Between Christmas and Easter

What is it about approaching holidays that makes me want to houseclean? Maybe it’s the probability of company, although I’ve never had company inspect my cupboards and drawers. Regardless, when this spirit moves me to clean, I obey because that is the only time I will get into those hidden places and look at what I have. Without fail I discover packaged food that has expired, congealed and dried up cleaning products, out of style clothes, books I bought because I had a fleeting interest in the subject, and the list goes on. What disturbs me, though, is that I bought much of this stuff in ‘anticipation’ of need, which approaches hoarding. When I see a familiar article in the shop that hasn’t been available for a long time, I pause, I consider, and if the temptation is great, I buy it. Not because I need it, but because I need to have it - ‘just in case.’ In case of what?

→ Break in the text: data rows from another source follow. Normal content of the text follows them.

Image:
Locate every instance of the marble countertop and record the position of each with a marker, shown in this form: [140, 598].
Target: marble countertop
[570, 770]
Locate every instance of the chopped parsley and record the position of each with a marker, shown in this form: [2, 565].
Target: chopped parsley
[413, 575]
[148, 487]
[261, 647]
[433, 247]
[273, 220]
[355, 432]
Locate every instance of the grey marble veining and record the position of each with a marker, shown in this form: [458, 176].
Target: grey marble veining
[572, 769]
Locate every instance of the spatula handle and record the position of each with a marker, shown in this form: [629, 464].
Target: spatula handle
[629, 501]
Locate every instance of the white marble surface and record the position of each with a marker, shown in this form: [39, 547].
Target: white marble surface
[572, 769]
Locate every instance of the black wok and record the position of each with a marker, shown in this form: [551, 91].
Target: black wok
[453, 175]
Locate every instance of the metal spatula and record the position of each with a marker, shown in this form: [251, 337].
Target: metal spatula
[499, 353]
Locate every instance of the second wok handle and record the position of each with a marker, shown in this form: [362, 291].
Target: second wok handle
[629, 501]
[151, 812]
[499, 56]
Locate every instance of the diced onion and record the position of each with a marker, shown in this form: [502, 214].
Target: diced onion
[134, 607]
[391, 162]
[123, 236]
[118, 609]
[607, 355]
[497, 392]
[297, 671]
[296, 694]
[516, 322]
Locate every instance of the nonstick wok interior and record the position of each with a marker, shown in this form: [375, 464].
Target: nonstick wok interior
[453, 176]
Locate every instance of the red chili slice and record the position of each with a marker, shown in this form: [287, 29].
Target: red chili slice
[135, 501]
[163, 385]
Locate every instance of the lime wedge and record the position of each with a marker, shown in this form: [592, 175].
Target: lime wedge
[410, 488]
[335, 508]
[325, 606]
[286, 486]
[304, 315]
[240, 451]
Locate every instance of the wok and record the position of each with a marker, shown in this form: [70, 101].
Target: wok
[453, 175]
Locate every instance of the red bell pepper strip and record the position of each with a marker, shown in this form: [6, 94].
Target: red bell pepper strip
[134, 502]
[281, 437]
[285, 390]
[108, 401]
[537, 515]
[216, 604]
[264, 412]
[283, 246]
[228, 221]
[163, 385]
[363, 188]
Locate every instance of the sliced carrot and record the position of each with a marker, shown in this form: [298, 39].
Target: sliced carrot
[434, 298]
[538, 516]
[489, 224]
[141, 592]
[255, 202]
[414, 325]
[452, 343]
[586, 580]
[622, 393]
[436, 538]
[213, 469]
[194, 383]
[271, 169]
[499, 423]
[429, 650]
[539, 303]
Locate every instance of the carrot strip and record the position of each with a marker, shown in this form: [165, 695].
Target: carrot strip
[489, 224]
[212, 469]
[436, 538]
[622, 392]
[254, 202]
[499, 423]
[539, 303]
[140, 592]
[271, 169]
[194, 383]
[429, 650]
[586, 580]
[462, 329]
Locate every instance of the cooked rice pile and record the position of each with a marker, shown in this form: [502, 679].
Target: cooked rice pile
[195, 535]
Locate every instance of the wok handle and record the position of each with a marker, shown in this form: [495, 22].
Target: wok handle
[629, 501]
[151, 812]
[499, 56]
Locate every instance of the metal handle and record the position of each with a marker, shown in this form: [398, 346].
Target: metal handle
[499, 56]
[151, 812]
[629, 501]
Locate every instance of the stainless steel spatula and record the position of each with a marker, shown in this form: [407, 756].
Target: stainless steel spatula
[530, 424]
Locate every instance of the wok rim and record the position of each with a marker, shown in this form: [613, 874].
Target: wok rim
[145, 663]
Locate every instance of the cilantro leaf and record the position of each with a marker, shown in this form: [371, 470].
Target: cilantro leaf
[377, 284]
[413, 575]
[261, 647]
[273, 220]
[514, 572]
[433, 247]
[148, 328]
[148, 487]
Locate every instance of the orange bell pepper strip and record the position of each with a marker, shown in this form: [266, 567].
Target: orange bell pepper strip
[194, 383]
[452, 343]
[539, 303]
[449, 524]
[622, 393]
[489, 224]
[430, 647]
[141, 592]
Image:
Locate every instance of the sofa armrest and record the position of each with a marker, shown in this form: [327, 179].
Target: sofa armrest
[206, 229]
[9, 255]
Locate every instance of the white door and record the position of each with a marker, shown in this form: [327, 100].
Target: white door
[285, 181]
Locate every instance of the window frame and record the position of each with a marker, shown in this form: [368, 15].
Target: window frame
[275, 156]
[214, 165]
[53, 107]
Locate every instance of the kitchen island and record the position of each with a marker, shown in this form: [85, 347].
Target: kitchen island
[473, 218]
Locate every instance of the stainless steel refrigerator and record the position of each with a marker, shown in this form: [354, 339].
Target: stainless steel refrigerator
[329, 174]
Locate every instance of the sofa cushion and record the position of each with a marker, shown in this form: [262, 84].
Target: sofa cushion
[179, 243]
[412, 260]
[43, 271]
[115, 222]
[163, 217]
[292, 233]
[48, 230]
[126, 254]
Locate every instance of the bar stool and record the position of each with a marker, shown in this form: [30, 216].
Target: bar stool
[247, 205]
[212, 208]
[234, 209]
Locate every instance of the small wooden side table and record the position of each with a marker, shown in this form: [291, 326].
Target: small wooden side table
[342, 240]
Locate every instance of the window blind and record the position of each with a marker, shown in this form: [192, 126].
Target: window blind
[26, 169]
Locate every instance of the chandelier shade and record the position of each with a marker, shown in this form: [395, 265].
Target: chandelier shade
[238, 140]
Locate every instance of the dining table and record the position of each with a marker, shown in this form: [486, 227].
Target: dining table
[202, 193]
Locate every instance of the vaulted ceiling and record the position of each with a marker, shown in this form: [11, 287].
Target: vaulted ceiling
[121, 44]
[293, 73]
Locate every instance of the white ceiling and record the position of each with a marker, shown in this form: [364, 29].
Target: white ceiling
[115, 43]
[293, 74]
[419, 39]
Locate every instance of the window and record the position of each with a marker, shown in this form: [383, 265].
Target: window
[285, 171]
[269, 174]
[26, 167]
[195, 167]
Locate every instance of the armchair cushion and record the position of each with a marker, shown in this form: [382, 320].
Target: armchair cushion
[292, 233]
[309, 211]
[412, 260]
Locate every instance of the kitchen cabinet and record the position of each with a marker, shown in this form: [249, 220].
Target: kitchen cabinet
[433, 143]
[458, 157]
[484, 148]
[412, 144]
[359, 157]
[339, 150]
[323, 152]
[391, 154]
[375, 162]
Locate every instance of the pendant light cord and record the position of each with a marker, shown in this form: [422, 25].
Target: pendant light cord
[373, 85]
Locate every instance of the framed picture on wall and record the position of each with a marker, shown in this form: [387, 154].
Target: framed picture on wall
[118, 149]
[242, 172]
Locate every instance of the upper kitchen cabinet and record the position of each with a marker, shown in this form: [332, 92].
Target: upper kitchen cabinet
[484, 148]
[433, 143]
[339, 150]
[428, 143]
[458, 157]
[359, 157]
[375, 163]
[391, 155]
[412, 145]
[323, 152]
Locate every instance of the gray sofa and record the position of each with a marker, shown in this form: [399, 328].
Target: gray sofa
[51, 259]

I always took for granted that the products I want will be available, but within months of living in Jordan, I learned that ships unloaded every few weeks/months and supplies were limited. That’s the time I began to stock up when I could afford it. I know that frequent instability and wars in the region increased my nearly panicky need to hoard. Now I find that my need to buy is made worse by marketing skills so efficient even the most reluctant shopper is lured. I dislike being wasteful where there is so much need, so I will fill a box or two with salvageable items during these cleaning frenzies knowing someone will be able to use them. This soothes my conscience somewhat. Now I resolve that between Christmas and Easter I will consciously control my urge to stock up and hope that I will get over this habit. I have also discovered that writing blogs this week has allowed me to ignore the cleaning spirit- maybe it will go away and leave me alone until Easter.

ASH

1 Comments:

Blogger Cathy Boyd said...

I, too, am discovering this urge to clean - that I definitely can't ignore because I can't tell you the last time it happened! I am ashamed of myself to find all the things I have purchased over a fairly short time (having only moved here a little over a year ago) in anticipation of needing it. I don't have the excuse of war or unpredictable shipments to explain this behavior.

When I stop to analyze my day to day life - what I really do with my time and what I enjoy doing - I could reduce my life to 3 rooms: my office, my bedroom and the kitchen (actually 4 - the bathroom). The collection of cookware, clothing, office supplies and makeup are enough for...either a long time or a lot of people.

What makes us do that? I don't think it's inherited. That feeling that you just have to have something. What would happen if we just walked away from that feeling? I'd like to overcome it..

I have many trips to the garbage for outdated toiletries that may have been used once and to the Good Will for clothes I'll never wear.